The political pressure in Italy has also increased in the past week or so as Mario Monti, the technocratic PM, has come under pressure following the continual deterioration in the Italian economy. This was made painfully clear in yesterday’s Italian retail sales number yesterday that showed sales down 1.6% in April. There are rumours as well that Monti threatened to resign should Merkel not cede some ground in the upcoming discussions.
GBP-EUR has done what we asked of it and slipped above the 1.25 mark this morning following a decent day for the pound. Chancellor Osborne’s decision to do away with the planned increase in fuel duty this autumn won’t have hurt things and means that the inflation picture may remain a little brighter as well.
Sterling normally takes one in the teeth when Mervyn King is speaking but in his testimony to the parliamentary select committee yesterday there was no such wobble. The Governor made it clear that while the Bank of England is worried about the problems within the UK economy it is the wider influence of the Eurozone crisis on places like Asia and the US that is provoking the most uncertainty. It looks a nailed on certainty that we will see some form of additional easing from the Bank of England at its July meeting and the market, and ourselves, are looking for anywhere between £50-75bn.
We are also looking for the ECB to ease policy next week and today’s German CPI number will likely confirm that following months of oil price decreases and struggling aggregate demand.

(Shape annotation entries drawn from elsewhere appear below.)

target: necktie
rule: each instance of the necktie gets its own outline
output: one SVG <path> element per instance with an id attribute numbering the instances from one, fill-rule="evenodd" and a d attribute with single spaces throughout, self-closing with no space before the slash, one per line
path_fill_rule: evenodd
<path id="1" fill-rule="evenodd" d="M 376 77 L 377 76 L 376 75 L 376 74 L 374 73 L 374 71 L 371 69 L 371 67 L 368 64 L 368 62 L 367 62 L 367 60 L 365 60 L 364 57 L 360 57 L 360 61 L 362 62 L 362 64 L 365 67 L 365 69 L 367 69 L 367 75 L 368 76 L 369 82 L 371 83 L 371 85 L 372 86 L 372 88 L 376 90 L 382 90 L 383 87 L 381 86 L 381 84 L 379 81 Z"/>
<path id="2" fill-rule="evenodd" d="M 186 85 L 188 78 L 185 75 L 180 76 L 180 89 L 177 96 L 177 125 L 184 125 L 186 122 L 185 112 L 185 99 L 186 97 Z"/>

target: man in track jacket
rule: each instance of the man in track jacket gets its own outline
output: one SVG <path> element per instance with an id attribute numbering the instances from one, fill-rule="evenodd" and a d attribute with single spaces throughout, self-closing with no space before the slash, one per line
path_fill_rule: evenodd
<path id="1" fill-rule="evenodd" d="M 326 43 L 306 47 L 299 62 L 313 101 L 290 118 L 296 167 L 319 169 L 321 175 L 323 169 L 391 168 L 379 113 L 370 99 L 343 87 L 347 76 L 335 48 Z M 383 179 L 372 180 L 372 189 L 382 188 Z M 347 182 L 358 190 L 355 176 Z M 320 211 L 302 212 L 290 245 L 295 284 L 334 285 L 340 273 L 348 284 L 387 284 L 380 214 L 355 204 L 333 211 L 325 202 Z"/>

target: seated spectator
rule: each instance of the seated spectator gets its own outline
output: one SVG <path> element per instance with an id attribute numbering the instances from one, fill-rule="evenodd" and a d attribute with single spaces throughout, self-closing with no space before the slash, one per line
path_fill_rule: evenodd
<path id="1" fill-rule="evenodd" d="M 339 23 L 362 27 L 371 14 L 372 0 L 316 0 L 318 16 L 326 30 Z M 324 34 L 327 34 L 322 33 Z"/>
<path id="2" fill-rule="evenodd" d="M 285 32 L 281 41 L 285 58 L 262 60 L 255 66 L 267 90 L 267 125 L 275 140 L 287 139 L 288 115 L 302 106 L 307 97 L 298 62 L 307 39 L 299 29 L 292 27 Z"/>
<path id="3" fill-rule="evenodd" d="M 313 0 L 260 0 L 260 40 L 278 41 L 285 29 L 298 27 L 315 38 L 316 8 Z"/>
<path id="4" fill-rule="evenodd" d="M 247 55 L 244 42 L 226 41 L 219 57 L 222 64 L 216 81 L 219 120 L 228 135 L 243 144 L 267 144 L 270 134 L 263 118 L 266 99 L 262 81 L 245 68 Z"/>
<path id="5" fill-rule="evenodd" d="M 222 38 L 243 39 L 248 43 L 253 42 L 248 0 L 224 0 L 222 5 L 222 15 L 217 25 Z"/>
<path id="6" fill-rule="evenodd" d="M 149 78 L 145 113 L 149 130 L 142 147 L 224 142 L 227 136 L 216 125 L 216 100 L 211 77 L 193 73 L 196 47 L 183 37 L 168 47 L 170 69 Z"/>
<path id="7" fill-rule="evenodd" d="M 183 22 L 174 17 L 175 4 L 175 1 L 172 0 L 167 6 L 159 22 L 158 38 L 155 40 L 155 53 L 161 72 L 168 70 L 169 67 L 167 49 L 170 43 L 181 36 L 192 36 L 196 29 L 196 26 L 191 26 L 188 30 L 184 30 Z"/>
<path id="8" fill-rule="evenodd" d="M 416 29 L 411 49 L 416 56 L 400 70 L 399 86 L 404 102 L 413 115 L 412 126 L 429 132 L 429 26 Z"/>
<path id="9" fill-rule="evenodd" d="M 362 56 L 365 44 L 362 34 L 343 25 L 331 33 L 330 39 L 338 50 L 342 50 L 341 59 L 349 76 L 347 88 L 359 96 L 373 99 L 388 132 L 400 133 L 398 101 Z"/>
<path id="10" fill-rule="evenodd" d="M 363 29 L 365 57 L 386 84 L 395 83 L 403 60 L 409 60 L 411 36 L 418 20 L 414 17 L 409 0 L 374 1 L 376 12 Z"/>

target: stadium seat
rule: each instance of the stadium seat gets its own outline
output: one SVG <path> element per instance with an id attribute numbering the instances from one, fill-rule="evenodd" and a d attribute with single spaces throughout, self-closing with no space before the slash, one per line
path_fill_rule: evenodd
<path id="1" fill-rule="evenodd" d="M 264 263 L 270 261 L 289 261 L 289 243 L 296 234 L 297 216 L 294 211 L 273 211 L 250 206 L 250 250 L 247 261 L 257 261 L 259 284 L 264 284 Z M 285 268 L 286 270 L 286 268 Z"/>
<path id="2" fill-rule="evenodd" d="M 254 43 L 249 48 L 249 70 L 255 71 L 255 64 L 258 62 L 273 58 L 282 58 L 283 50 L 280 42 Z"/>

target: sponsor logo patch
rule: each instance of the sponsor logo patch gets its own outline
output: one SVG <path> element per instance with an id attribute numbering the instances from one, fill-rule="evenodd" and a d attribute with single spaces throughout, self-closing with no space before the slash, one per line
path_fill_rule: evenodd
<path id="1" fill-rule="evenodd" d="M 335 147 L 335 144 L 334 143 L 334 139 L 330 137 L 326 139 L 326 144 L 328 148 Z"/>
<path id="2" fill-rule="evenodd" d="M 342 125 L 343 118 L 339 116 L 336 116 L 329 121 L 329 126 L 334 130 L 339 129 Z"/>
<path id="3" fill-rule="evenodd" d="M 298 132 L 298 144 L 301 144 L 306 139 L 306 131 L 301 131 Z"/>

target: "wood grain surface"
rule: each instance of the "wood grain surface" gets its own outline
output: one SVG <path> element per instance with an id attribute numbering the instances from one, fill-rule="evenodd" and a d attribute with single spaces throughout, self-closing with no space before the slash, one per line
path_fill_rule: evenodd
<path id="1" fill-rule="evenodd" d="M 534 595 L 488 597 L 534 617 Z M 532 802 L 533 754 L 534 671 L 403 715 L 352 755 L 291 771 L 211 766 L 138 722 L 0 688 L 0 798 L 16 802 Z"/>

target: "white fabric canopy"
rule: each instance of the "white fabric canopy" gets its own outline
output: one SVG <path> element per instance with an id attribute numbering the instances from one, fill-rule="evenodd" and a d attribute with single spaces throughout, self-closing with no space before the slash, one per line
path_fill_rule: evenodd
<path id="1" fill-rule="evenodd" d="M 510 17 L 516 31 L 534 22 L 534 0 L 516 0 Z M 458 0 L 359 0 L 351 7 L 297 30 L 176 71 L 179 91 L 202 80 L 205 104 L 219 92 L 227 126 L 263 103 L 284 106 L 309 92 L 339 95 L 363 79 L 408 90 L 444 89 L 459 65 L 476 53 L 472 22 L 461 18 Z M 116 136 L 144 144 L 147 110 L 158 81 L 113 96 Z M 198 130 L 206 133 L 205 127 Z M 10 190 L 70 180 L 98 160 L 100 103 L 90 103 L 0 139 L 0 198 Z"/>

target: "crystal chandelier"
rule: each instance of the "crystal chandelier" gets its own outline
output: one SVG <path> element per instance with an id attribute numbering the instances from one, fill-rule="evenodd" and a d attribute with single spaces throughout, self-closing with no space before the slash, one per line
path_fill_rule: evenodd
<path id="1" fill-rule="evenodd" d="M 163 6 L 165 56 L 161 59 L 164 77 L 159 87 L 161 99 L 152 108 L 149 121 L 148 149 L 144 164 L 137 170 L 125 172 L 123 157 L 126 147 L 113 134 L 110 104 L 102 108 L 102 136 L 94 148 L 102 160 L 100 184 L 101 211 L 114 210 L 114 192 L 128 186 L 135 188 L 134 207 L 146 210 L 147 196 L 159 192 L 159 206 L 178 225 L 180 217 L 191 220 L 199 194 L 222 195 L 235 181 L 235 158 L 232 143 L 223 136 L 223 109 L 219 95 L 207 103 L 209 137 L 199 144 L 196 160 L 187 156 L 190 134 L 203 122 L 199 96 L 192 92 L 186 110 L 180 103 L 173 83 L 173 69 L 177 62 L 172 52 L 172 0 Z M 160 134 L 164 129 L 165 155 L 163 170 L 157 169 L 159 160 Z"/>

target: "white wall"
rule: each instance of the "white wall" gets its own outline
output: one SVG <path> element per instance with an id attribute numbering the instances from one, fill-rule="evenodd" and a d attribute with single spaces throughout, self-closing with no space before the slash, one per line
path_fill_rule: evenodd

Into the meeting tomorrow we continue to like the euro weaker through the session with GBPUSD coming under pressure should we see further adverse moves in peripheral debt markets.
Indicative Rates Sell Buy
GBPEUR 1.2490 1.2510
GBPUSD 1.5614 1.5637
EURUSD 1.2492 1.2513
GBPJPY 124.42 124.72
GBPAUD 1.5522 1.5555
GBPNZD 1.9783 1.9815
GBPCAD 1.6003 1.6053
NZDUSD 0.7887 0.7902
GBPZAR 13.16 13.21
USDZAR 8.4150 8.4450
GBPPLN 5.2900 5.3180
EURJPY 99.38 99.62
Please note these rates are “interbank” rates ie they indicate where the market is currently trading and are not indicative of the rates offered. Rates are dependent on amount transacted. It is important to remember that foreign exchange rates fluctuate all the time. The rate you will receive will depend on the amount and currency you require.